O problema dos tolos são dois, um é que o sentido das metáforas lhes escapa e portanto tendem a ser literais, o segundo é que não conseguem lidar com muitas palavras ao mesmo tempo e, por consequência, concentram-se apenas numa de cada vez. Voltaremos aos tolos mais à frente neste texto.

 

Nessa época, para além dos tolos, havia também os reacionários, porque sempre os há. Os reacionários da escrita não implicaram com as dunas, implicaram antes com um livro e tiveram o seu grande momento hollywoodesco, quando um secretário de estado de então vetou a candidatura de José Saramago a um prémio internacional.

 

Foram invocadas razões religiosas, mas nunca a felicidade daqueles que dizem que José Saramago não sabia escrever português porque não usava pontuação, foi tão esfuziante como nesse momento. Podia lá ser uma coisas dessas? Não usar pontuação? Uma pouca-vergonha era o que era. O facto de posteriormente ter sido atribuído a Saramago o Nobel da literatura, deixou-os confusos e sem saber muito bem o que dizer, só a pouco e pouco vão recuperando do choque.

 

O problema dos reacionários são dois, um é que o sentido das inovações lhes escapa e portanto tendem a ser tradicionais, o segundo é que não conseguem lidar com várias opiniões diferentes e, por consequência, concentram-se apenas numa única, a sua. Voltaremos aos reacionários mais à frente neste texto.

 

O que efetivamente as dunas fizeram, foi trazer para o universo Pop a consciência de que era possível escrever de um modo diferente do tradicional. Podia-se escrever de uma forma em que o sentido das palavras fosse tudo menos óbvio, a pontuação fosse uma escolha e o fio condutor nem sequer existisse.

 

No Brasil há muito que isso tinha sucedido. A letra da canção “Águas de Março”, que foi um tremendo êxito, era composta de inúmeras palavras, sem ordem aparente e o significado nada tinha de literal, era totalmente metafórico. Em síntese, a escrita de “Águas de Março” foi absolutamente inovadora. Os tolos e reacionários odiaram-na e os seus autores sofreram perseguições políticas. Hoje em dia, é considerada a melhor canção brasileira de sempre, oiçamos :



Em boa verdade, a plasticidade na escrita há muito que existia em Portugal, somente não era conhecida do grande público. Não haverá muitos poetas portugueses, talvez três ou quatro, que tenham alcançado a grandeza de Herberto Hélder (1930-2015). Muitos consideram-no o maior do século XX, contudo, fora dos meios literários, até mesmo o seu nome, já para não falar da sua escrita, é praticamente desconhecido.

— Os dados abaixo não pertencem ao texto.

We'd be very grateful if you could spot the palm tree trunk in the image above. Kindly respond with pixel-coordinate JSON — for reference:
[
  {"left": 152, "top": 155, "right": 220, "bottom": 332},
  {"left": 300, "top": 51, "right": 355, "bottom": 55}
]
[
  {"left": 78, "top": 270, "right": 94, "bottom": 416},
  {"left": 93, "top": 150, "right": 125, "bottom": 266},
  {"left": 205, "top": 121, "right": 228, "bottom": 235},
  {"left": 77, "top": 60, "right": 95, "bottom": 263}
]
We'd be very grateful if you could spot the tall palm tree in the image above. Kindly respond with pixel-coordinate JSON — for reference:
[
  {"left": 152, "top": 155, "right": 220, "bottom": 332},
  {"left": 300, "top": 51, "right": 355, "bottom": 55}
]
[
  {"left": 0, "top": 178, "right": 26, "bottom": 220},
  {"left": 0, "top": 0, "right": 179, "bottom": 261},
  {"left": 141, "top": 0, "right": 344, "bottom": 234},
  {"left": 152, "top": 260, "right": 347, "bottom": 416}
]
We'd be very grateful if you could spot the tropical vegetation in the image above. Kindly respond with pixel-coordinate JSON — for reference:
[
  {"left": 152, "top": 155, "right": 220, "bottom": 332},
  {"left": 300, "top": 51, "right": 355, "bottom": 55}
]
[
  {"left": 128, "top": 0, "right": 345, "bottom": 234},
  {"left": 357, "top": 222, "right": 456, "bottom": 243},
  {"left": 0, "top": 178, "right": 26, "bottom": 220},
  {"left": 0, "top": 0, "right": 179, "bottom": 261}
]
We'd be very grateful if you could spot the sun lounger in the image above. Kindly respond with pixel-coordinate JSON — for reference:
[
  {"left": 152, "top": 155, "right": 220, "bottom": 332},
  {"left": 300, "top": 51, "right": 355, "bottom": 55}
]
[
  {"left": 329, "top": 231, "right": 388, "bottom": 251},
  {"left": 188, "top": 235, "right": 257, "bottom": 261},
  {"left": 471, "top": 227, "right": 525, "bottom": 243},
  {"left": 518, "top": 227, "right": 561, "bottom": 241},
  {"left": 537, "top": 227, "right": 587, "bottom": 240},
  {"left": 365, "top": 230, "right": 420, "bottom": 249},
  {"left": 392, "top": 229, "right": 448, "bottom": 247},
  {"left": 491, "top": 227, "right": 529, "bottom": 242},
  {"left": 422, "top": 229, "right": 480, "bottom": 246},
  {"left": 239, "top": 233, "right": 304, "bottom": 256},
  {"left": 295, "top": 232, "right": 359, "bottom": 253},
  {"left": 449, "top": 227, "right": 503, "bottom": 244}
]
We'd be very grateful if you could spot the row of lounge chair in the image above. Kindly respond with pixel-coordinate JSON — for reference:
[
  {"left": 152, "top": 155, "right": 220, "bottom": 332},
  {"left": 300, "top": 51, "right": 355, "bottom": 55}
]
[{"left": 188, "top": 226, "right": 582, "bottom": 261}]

A razão para assim ser só pode ser uma, ou duas, ou três, ou talvez quatro, ou seja, o modo como torce e retorce todas as regras tradicionais da escrita, inventa sentidos desconhecidos, cria a sua própria gramática e usa as mais improváveis metáforas.

Fica aqui um exemplo da sua escrita, o poema “A minha cabeça estremece”, musicado por Rodrigo Leão: 



Nós gostávamos que as palavras se libertassem, que as frases voassem e que de cada vez que alguém escrevesse um texto, o fizesse como se fosse a primeira vez. Mais do que isso, gostávamos que de cada vez que se escrevesse, se reinventasse a escrita e as suas regras. É uma metáfora, como é evidente.

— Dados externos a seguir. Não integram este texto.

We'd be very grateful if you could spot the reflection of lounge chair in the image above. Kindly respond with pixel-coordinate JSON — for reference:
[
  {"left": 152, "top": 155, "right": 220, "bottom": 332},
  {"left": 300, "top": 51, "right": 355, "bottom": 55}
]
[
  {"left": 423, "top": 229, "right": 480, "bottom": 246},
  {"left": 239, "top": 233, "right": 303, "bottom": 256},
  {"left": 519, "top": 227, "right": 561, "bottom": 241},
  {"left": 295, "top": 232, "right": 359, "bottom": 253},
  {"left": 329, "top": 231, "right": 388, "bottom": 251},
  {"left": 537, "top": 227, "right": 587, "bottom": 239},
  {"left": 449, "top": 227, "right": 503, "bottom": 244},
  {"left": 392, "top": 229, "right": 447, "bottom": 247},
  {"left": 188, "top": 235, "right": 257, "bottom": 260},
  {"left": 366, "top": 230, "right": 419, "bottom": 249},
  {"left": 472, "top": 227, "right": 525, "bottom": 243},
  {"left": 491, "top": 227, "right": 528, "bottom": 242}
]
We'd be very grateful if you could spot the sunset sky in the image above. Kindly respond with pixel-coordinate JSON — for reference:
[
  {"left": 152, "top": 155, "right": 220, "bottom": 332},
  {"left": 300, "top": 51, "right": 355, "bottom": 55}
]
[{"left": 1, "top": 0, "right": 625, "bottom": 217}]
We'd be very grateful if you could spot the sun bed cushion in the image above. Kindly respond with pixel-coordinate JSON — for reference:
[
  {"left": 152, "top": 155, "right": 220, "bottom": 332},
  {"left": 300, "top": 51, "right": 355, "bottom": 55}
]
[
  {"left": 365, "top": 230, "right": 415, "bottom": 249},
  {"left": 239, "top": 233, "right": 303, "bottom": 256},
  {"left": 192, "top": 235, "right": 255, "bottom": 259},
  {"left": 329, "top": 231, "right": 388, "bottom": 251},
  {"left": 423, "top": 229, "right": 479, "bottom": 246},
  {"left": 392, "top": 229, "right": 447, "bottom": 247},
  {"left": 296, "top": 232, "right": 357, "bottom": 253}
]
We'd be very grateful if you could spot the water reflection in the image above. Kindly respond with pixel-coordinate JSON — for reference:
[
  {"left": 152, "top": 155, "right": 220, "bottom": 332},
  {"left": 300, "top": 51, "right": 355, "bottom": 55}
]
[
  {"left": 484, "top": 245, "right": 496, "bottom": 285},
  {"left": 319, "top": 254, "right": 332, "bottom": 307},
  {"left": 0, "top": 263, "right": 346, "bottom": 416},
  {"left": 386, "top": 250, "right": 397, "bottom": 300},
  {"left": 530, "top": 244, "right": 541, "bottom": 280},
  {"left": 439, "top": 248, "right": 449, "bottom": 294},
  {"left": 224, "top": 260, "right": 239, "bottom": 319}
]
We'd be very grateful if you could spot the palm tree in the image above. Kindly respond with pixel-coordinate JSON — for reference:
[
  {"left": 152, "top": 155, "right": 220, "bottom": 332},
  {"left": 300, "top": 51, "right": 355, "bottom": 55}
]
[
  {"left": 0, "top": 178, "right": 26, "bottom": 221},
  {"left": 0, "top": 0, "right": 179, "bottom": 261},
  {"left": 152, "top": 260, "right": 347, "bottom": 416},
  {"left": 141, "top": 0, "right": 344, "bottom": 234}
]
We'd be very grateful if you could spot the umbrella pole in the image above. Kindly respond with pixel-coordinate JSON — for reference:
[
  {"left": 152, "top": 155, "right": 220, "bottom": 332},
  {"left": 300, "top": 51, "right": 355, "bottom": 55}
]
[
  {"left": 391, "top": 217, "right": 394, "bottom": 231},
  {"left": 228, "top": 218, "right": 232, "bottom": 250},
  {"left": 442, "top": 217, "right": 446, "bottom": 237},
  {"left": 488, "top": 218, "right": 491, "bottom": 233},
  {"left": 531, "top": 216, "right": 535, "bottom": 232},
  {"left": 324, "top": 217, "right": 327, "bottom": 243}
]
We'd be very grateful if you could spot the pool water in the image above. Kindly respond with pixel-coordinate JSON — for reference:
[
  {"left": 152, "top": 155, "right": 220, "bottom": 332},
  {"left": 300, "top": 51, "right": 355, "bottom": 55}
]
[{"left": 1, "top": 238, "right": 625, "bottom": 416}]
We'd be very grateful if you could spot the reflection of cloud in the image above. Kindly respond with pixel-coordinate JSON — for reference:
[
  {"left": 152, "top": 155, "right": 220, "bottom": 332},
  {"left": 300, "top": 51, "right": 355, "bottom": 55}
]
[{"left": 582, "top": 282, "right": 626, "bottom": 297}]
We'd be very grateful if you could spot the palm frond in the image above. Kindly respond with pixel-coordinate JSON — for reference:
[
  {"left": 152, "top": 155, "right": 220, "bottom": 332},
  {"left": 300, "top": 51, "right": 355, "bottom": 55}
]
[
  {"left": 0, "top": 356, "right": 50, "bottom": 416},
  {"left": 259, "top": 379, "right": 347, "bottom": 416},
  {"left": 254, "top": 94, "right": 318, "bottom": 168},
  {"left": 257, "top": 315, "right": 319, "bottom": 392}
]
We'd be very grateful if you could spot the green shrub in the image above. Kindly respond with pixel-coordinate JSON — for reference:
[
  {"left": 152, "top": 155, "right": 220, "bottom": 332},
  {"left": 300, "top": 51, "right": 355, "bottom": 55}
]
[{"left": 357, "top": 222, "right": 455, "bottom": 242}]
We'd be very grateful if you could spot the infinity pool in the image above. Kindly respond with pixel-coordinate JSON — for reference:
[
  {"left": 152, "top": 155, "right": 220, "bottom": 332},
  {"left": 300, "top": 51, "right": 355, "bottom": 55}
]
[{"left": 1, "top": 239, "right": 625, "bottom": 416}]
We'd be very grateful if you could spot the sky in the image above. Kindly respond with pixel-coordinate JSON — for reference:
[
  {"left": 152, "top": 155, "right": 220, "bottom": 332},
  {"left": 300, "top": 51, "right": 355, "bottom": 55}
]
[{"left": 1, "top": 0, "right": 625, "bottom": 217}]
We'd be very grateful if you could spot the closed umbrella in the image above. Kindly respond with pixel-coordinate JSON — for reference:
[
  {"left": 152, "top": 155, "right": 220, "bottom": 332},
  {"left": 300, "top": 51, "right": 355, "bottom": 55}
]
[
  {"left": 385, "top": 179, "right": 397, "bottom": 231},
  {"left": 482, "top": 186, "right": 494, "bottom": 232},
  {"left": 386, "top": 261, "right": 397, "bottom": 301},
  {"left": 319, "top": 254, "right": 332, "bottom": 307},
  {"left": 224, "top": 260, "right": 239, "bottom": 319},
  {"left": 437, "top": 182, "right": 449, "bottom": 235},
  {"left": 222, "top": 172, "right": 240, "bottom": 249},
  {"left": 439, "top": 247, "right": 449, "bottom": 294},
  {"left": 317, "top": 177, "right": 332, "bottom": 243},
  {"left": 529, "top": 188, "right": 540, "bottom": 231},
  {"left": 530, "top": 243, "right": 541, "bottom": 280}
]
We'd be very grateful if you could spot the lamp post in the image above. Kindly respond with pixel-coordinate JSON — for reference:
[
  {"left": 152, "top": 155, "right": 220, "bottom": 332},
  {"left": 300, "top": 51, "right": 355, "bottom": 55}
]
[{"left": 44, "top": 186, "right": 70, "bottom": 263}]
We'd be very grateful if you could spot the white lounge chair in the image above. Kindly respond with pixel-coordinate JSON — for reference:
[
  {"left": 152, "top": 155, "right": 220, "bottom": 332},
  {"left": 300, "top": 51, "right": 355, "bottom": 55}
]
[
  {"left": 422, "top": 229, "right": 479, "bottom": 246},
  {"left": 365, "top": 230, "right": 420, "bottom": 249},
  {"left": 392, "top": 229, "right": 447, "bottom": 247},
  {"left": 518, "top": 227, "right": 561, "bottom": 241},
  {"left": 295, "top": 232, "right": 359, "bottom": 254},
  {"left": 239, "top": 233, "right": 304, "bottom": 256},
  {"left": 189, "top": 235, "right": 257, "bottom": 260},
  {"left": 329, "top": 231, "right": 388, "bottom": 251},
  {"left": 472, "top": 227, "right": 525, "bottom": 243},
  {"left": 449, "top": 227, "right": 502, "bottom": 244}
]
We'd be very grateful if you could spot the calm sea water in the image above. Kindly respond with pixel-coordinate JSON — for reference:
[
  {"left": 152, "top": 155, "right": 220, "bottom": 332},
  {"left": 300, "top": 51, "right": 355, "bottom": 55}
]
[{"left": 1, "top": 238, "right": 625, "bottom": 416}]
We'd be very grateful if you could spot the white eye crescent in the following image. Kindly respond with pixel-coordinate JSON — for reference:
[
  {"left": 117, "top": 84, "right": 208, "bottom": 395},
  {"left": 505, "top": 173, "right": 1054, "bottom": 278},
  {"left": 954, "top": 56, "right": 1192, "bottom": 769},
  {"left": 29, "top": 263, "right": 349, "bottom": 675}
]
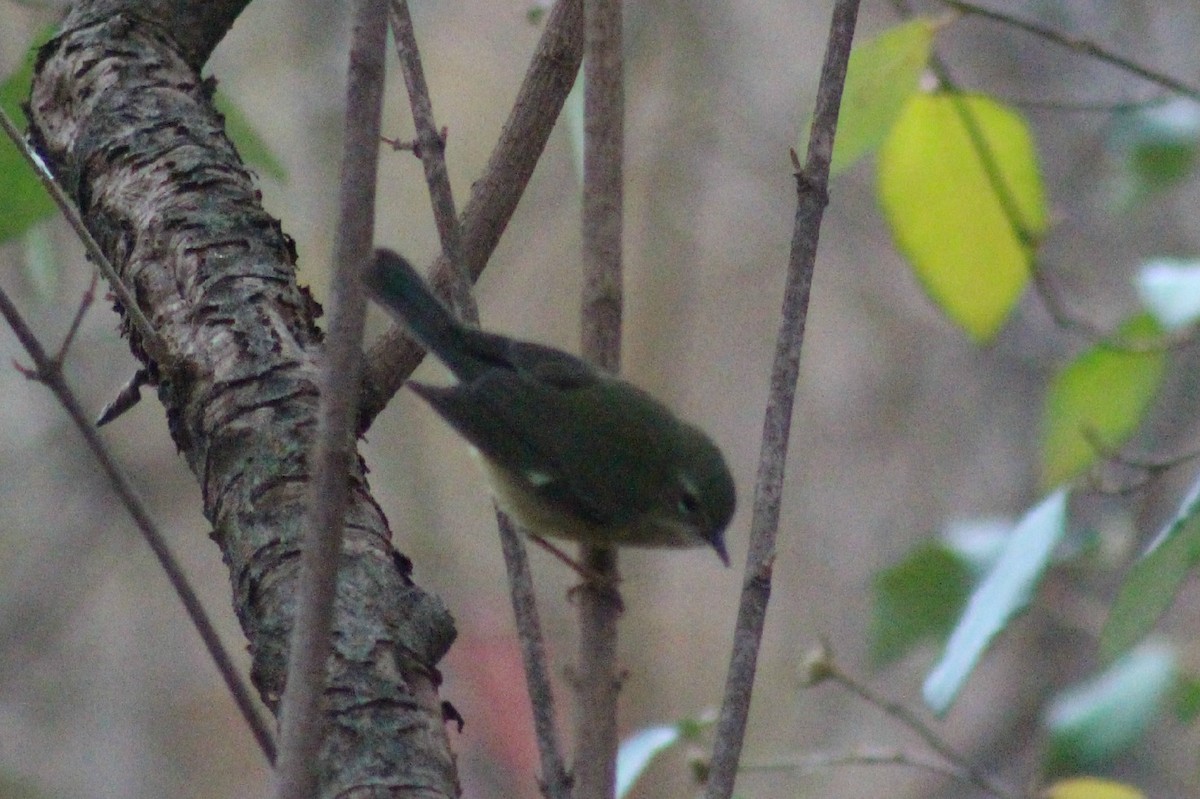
[
  {"left": 676, "top": 473, "right": 702, "bottom": 519},
  {"left": 524, "top": 469, "right": 555, "bottom": 487}
]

Ainda assim, gostávamos que nas escolas, os alunos para além de aprenderem a escrever corretamente em termos ortográficos e gramaticais, tivessem simultaneamente um tempo para aprenderem a escrever incorretamente, ou seja, para inventarem escritas e irem aprendendo que com as palavras tudo se pode ser e fazer.


Como o prometido voltemos aos tolos e aos reacionários. São estes os que não querem que tudo se faça e seja com as palavras. Os tolos preferem palavras óbvias e literais, se for só uma de cada vez, tanto melhor. Os reacionários gostam pouco de muitas palavras, sobretudo se forem diferentes das suas. Preferem que as palavras sejam as mesmas e signifiquem somente o que sempre disseram, nem mais, nem menos.

 

Passadas décadas desde que pela primeira vez divertidamente ouvimos dunas são como divãs, biombos indiscretos de alcatrão sujo, rasgados por cactos e hortelãs, é com melancolia que agora ouvimos outras palavras, menos divertidas. Acende-se a televisão, liga-se o computador, leem-se os jornais e vemos e ouvimos que movimentos cívicos e sociais têm sucesso recorrendo a uma única palavra para se designarem a si mesmos. Uma palavra óbvia, literal e para mais assertiva, como se não admitisse outras palavras em seu redor.

Há organizações cívicas cujo nome é Basta, Agir, Livre, Stop e Chega. Uma só palavra, imediatamente compreensível mesmo para o mais tolo, sem a mínima sombra metafórica e em que pressentimos uma assertividade que não admite discussões nem argumentos.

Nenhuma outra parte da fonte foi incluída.